– « Schiller est un très grand poète, »
Emphase notre maître, amorçant la leçon… »
A deux pas Elle luit, si fraîche ! Si quiète !
Comme à, l’église hier… » Schiller est un poète… »
Je n’ose encor tourner la tête ;
Schiller! Mary Haerri! Je brouille ces deux noms…
L’instituteur commente l’œuvre, vers et prose,
Dans la classe ivre, pas un souffle…Mon émoi
Ne démêle que l’hymen embaumé de la Rose
Qui respire à coté de moi !
« Schiller est l’immortel
Auteur de Wilhem Tell »
Poursuit le pédagogue empoigné par le thème…
Je m’enhardis, je coule un regard vers Mary;
Elle est plus belle encor que le poème !
Je ne puis avouer cet amour qu’à moi-même …
C’est défendu d’aimer !… Quatorze ans et demi !
Mais je l’aime ! je l’aime !
Dieu ! je l’ai dit tout haut.
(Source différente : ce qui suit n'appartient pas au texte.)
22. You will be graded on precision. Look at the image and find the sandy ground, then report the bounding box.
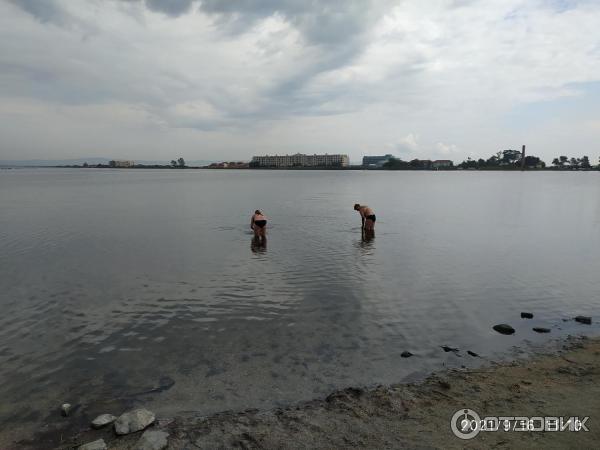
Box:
[15,338,600,449]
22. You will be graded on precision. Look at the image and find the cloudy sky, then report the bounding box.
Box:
[0,0,600,162]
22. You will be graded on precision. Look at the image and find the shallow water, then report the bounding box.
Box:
[0,169,600,442]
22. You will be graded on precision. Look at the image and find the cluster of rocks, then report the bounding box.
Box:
[400,312,592,358]
[492,312,592,334]
[68,403,169,450]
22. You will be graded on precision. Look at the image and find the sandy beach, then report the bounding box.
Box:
[15,337,600,449]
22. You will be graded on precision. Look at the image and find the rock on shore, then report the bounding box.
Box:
[79,439,108,450]
[92,414,117,429]
[115,408,156,434]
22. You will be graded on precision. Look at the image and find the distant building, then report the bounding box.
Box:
[363,155,393,167]
[108,160,135,167]
[208,161,249,169]
[431,159,454,170]
[250,153,350,168]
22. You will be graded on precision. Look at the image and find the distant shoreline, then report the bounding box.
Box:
[0,164,600,172]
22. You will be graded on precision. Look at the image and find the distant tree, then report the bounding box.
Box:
[485,156,501,167]
[501,150,522,165]
[580,156,592,169]
[525,155,546,167]
[458,156,477,169]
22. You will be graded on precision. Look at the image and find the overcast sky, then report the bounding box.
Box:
[0,0,600,162]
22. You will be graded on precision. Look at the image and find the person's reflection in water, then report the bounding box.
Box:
[362,230,375,242]
[250,236,267,253]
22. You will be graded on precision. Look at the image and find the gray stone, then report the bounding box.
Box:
[60,403,73,417]
[494,323,515,334]
[135,430,169,450]
[533,327,550,333]
[79,439,108,450]
[575,316,592,325]
[92,414,117,429]
[115,408,156,434]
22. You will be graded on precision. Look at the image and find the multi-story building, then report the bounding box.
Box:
[109,159,135,167]
[250,153,350,168]
[363,155,393,167]
[431,159,454,169]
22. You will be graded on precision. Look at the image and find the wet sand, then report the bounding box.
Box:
[22,337,600,449]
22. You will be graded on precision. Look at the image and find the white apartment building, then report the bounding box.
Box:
[251,153,350,167]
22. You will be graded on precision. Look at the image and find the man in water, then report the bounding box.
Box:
[354,203,376,233]
[250,209,267,239]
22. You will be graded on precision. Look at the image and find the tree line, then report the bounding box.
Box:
[383,150,600,170]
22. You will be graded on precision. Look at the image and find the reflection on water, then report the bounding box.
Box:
[250,236,267,253]
[0,169,600,447]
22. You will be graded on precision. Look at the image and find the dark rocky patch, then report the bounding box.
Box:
[442,345,458,353]
[575,316,592,325]
[493,323,515,334]
[533,327,550,333]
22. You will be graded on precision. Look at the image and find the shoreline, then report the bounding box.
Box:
[15,336,600,450]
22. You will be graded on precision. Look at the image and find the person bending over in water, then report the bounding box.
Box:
[354,203,376,232]
[250,209,267,238]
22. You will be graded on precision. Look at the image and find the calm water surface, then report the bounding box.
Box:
[0,169,600,442]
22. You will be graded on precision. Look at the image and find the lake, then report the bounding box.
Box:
[0,169,600,443]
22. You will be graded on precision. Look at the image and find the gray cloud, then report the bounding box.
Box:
[0,0,600,162]
[8,0,69,25]
[146,0,197,17]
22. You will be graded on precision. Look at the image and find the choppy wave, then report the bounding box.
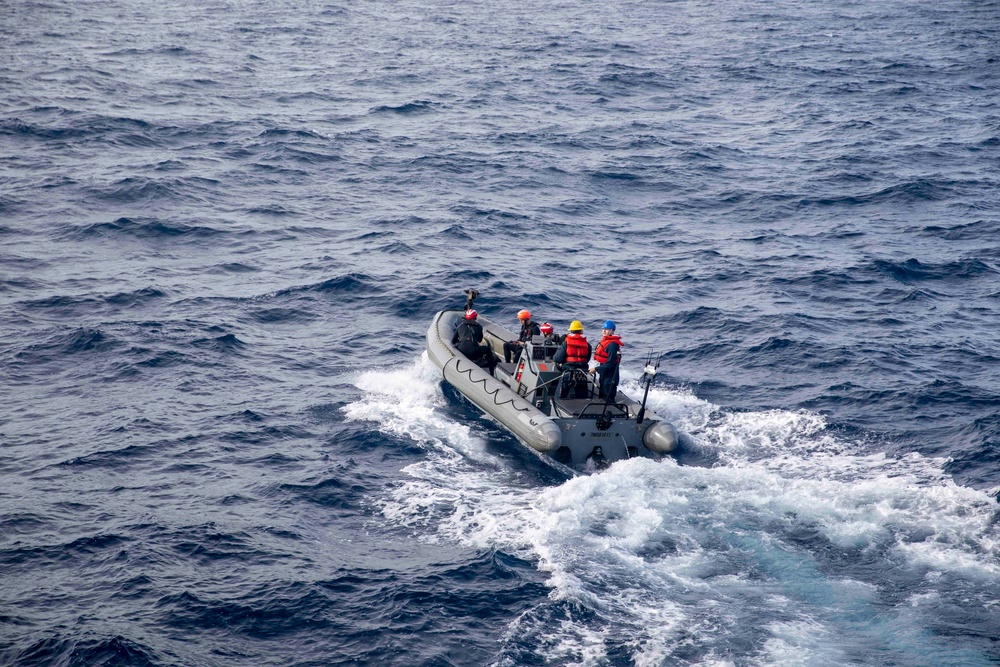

Notre maître a frémi :
« Jeune homme vous rêvez » ? Toute la classe a ri.
Je suis déshonré je suis au pilori !
J’ai quitté ma place, tout blême.
Mais Mary Haerri
M’a souri !
Notre maître indigné
M’assigne, sans pitié,
Un pupitre au bout de la classe.
Seul à mon banc, flétri l Loin de mon amitié !
Loin de son angélique audace !
Ne plus la couver de ma place !
Quelques garçons, (ils sont sans cœur)
Épiant ma sombre attitude,
Trop souvent vers ma solitude
Aiguisent un regard moqueur.
3 novembre 1893
Deux sentiments luttent en moi :
M’abandonner à la souffrance
Sais réagir, perdre la foi,
Glisser à la désespérance,
Accepter l’affront et l’arrêt
Comme un vaincu qui le demeure,
Suivre les leçons à regret
Et perdre Mary d’heure en heure,
Rêver de mon ciel sans le voir,
Ou montrer ce que peut une âme
Que pavoise un bel oriflamme,
Qu’éclaire un magnifique espoir !
Alors, se remettre à l’ouvrage,
Suivre un maître presque avec rage,
L’étonner, marquant cent progrès,
Et, confondant toute la classe,
¬Regagner la première place
Près de Mary Haerri…, tout près !…
L’on sort, un brouhaha d’élèves
Par toute la classe se lève;
Je reste songeur à mon banc,
La volonté comme en suspens;
Mais, voici que Mary s ‘avance. ,
O mes yeux ! mes pauvres yeux fous !
D’éblouissement fermez-vous !
Comment ne pas courir ma chance !
5 novembre 1892
Droite, majestueuse, adorable, adorée,
Elle sort de l’école et scelle de ses pas
Le splendide chemin, de neige et de verglas
Qui fait au grand village une si claire entrée.
Deux nattes de rayons de sa tête dorée
Courent jusqu’à ses reins, jettent de tels éclats,
Répandent un parfum si profond que voilà
D’un deuxième soleil la grand’route éclairée.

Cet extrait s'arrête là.